Un legame più che apparente e ben radicato unisce la povertà dei giorni nostri a quella dell’età moderna. Lo studio condotto da Marina Garbellotti, ricercatrice di Storia moderna dell’ateneo scaligero, è illustrato nel testo “Per Carità. Poveri e politiche assistenziali nell’Italia moderna” edito dalla casa editrice Carocci. Durante la presentazione, che si è svolta lo scorso 12 novembre alla Società letteraria, sono intervenuti, oltre all’autrice, Mariaclara Rossi, associata di Storia del cristianesimo e delle chiese, e Carlo Melegari, fondatore del Cestim, Centro studi immigrazione, di Verona.

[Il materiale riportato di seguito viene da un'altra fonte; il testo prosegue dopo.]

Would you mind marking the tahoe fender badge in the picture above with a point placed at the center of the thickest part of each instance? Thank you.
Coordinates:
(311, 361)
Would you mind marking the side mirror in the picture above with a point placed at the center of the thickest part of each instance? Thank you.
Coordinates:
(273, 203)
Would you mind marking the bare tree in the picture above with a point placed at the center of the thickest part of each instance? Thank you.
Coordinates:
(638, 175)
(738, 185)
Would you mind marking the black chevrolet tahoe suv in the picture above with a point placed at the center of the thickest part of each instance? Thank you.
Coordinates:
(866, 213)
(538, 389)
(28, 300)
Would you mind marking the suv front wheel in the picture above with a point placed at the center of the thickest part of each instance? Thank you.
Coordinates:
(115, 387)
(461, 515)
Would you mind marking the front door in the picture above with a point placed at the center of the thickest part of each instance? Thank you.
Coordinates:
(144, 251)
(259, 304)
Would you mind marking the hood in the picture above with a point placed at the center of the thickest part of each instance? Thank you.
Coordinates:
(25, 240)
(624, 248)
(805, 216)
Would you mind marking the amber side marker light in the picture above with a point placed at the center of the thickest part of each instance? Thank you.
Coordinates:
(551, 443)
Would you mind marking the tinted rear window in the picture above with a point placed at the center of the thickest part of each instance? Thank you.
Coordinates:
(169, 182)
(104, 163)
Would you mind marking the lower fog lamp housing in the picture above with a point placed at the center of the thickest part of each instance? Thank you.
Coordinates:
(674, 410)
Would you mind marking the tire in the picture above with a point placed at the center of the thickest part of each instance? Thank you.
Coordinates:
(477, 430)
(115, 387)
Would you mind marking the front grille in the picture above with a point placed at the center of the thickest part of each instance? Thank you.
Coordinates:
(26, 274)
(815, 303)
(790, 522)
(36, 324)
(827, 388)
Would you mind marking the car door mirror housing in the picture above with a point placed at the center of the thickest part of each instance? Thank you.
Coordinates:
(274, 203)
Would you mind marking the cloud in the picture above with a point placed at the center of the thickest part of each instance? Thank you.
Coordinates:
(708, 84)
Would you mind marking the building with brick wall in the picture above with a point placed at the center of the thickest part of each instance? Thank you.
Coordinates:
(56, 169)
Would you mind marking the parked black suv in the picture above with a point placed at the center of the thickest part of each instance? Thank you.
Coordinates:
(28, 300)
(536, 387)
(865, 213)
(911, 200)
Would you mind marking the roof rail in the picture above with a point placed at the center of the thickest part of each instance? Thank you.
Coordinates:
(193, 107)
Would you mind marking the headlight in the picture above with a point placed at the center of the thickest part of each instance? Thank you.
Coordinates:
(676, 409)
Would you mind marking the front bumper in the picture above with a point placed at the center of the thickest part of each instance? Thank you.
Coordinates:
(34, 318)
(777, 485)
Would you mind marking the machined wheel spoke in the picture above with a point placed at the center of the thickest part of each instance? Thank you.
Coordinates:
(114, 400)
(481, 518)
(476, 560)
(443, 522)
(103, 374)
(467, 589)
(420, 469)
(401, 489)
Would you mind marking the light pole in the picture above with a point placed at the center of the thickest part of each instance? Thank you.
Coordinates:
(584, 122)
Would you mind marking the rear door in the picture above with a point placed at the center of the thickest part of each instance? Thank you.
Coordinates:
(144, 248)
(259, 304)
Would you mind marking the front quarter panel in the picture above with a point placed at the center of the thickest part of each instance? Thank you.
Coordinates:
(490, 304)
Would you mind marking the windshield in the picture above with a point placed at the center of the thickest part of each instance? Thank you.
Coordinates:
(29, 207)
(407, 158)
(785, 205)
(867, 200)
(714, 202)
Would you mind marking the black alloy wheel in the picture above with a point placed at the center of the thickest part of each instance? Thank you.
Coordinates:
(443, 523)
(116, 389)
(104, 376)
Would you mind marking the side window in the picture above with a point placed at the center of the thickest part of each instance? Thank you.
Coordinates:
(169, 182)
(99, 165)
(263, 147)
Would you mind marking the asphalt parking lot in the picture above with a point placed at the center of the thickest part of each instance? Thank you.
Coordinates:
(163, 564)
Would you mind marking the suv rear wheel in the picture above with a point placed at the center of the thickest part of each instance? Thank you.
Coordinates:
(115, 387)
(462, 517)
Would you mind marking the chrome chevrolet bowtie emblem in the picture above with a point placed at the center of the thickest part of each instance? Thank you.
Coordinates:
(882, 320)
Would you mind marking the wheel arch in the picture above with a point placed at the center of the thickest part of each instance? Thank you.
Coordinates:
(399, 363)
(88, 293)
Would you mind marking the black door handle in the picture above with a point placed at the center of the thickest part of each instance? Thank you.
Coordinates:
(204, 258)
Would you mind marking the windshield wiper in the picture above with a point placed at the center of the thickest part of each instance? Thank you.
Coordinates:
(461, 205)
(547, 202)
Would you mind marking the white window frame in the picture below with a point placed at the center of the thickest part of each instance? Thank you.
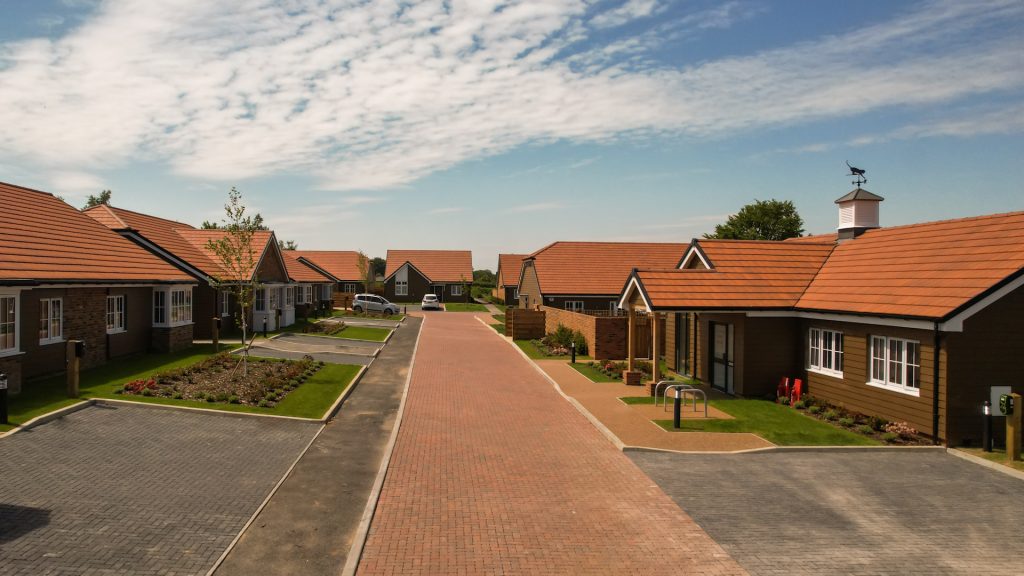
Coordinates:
(824, 352)
(116, 314)
(13, 323)
(898, 374)
(46, 332)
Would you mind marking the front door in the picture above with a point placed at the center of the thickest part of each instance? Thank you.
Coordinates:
(721, 357)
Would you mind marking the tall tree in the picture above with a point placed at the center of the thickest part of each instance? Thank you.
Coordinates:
(764, 219)
(102, 198)
(238, 255)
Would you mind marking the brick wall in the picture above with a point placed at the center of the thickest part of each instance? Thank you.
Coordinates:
(172, 339)
(522, 324)
(11, 366)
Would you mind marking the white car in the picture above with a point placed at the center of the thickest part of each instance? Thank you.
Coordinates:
(372, 302)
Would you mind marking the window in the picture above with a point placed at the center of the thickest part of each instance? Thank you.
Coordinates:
(50, 320)
(115, 315)
(8, 324)
(260, 304)
(825, 352)
(896, 364)
(160, 307)
(180, 306)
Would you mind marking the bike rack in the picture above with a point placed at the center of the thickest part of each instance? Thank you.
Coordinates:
(684, 391)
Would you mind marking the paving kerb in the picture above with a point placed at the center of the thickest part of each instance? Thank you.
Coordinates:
(309, 525)
(355, 552)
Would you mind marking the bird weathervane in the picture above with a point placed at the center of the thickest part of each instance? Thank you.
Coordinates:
(859, 177)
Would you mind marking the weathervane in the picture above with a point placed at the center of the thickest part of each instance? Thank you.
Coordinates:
(859, 177)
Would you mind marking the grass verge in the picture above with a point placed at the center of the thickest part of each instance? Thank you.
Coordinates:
(776, 423)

Moderatore della presentazione, Gian Paolo Romagnani, direttore del dipartimento Tesis.
Studiare il passato per capire il presente. “Il libro nasce dalla risposta ad un problema molto attuale – ha spiegato Garbellotti – Le ultime indagini Istat del 2013 dicono che le famiglie relativamente povere sono circa il 12%, mentre i poveri assoluti sono l’8%. Possiamo quindi dire che il 20% delle famiglie italiane sono in condizioni di povertà. L’idea del libro è quella di capire come la figura del povero era percepita e è cambiata nel corso dei secoli, a partire soprattutto dall’età moderna. Esiste una continuità tra i poveri del passato e i nuovi poveri del presente. Il testo evita al lettore di soffermarsi a pensare che l’indigenza sia riconducibile solamente ad una mancanza di bene materiali.”
Profili di povertà. Risulta riduttivo relegare la povertà ad un fatto oggettivo, quando è chiaro che le figure coinvolte sono tante. Si incontrano vagabondi, stranieri, anziani incapaci di lavorare, individui affetti da malattie e menomazioni fisiche, donne sole e bambini abbandonati. La figura del povero si tratta di una costruzione sociale, soggetta a variabili temporali, territoriali e soprattutto culturali. Lo studio dimostra, attraverso testimonianze e documenti, come venga stigmatizzata l’immagine dei bisognosi, visti come un peso per la società, e spesso associata al furfante e al malvivente.
L’onore delle donne. La povertà risponde anche alle costruzioni sociali, all’età, al luogo di nascita e al genere. Esistevano una serie di istituzioni esistenziali volte a tutelare le donne indigenti e quelle in pericolo di perdere l’onore. Detto ciò, appare chiaro che l’onore femminile rappresentava una virtù riconosciuta dall’intera collettività.